La casa del Poeta, di proprietà della Fondazione Bertolucci, è tutelata dalla Soprintendenza delle Belle Arti e Paesaggio di Parma e Piacenza ed è un esempio di tutela storico-relazionale: un tempo dimora di famiglia, oggi custode di voci, generatrice di visioni poetiche e artistiche. Un riconoscimento che celebra non solo la memoria, ma il presente vivo di questo spazio, oggi sede di visite guidate, incontri poetici e presentazioni di libri, rassegne musicali e teatrali, laboratori e percorsi educativi. Tra libri, fotografie e oggetti della casa, si respira l’universo poetico di Attilio, l’infanzia e la formazione di Bernardo e Giuseppe Bertolucci.

È una casa che conserva, accoglie, racconta. Una soglia sottile tra vita e opera, tra affetto e creazione. Un invito a entrare in uno spazio vivo, dove il tempo si è fermato solo in apparenza: perché qui, i Bertolucci parlano ancora. Oggi, la casa del Poeta è il cuore pulsante del Parco Letterario, un luogo dove la bellezza dei paesaggi incontra la profondità della parola, e dove si continua a riflettere, creare, raccontare.
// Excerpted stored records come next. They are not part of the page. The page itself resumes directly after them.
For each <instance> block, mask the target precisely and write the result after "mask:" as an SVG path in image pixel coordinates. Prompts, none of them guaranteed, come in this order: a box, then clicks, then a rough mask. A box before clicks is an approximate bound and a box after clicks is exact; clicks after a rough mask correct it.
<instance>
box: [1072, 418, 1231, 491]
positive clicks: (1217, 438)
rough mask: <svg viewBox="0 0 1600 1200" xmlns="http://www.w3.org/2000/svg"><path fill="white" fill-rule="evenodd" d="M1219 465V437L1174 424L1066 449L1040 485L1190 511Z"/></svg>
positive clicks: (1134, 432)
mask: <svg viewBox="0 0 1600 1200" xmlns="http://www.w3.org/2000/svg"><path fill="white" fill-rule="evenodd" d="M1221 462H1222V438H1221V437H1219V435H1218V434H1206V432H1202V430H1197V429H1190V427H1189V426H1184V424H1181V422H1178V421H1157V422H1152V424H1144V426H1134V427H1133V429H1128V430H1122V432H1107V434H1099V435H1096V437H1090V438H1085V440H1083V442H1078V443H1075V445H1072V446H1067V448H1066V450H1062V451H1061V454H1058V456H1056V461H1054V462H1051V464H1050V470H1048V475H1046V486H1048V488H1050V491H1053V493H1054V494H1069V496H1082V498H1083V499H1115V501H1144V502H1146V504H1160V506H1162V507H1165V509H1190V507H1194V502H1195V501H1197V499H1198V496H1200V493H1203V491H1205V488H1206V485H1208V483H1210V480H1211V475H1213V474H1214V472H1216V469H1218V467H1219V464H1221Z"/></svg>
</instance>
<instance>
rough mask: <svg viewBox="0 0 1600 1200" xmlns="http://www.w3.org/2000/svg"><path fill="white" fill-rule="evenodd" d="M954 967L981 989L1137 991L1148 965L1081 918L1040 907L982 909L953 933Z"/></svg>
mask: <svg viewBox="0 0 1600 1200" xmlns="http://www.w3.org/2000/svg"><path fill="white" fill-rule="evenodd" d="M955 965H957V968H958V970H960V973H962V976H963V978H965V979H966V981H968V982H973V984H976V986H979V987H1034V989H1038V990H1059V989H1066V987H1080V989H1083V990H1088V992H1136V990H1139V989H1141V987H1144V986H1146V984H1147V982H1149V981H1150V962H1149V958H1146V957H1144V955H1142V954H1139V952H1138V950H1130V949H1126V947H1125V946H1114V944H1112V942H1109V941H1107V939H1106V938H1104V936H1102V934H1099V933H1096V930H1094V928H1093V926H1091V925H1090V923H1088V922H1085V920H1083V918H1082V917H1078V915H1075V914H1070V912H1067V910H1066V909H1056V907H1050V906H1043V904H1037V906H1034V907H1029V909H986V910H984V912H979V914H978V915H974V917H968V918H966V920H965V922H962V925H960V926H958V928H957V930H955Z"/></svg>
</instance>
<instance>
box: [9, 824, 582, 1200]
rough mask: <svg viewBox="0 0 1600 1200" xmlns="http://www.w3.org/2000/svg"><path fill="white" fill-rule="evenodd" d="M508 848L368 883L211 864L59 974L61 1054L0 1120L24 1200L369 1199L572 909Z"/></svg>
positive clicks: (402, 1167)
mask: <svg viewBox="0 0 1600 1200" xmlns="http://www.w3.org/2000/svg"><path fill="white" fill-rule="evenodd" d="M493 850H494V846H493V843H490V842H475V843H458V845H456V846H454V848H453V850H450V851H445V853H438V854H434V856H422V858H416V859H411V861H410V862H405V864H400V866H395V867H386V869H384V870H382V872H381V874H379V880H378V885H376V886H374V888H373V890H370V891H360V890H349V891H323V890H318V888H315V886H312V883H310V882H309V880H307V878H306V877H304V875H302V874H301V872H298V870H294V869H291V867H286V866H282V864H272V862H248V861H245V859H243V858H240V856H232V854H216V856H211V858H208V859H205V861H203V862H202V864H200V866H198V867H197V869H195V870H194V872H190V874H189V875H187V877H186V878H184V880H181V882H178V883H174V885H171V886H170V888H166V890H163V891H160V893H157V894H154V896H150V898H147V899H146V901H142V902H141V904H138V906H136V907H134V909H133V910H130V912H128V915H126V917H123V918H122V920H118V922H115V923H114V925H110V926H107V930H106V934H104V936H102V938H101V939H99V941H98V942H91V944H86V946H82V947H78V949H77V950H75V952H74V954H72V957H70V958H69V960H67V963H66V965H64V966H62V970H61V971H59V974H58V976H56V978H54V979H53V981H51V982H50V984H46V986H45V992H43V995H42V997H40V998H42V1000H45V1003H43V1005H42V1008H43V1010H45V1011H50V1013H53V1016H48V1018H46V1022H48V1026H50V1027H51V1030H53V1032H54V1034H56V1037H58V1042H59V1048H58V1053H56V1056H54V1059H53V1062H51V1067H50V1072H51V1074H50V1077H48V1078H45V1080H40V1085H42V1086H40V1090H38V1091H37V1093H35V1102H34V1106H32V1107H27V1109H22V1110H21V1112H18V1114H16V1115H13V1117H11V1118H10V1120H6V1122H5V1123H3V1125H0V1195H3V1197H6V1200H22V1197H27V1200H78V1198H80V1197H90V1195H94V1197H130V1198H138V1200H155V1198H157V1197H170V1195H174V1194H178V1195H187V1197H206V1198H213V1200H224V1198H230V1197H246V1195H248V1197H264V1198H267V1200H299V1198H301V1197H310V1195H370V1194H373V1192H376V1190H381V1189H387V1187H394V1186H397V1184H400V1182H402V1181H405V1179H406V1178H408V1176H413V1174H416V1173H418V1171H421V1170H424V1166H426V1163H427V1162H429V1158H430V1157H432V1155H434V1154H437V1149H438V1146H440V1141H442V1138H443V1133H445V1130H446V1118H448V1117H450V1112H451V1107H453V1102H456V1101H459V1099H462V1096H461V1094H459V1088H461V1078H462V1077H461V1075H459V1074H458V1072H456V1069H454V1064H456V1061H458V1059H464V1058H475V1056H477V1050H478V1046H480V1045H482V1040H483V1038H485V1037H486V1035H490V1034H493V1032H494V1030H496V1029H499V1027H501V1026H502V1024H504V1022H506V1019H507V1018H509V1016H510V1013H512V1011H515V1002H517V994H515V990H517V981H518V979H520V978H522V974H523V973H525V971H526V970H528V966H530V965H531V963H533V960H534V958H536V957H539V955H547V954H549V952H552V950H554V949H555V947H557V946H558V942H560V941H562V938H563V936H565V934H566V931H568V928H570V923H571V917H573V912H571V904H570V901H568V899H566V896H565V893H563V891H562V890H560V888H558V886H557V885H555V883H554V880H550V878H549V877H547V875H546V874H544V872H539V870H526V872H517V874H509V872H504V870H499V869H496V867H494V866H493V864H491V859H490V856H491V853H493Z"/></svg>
Nato il 17 luglio 2021, il Parco Letterario Bertolucci è il primo e, ad oggi, unico Parco Letterario in Emilia-Romagna. Dedicato ad Attilio, Bernardo e Giuseppe Bertolucci, questo Parco celebra il profondo legame tra la famiglia di artisti e il paesaggio dell’Appennino parmense, che ha ispirato versi, immagini e narrazioni.

Il Parco si inserisce nella rete nazionale dei Parchi Letterari, nati da un’idea dello scrittore Stanislao Nievo per preservare i luoghi che hanno ispirato grandi opere della letteratura italiana, trasformandoli in spazi vivi di cultura, educazione e sviluppo sostenibile.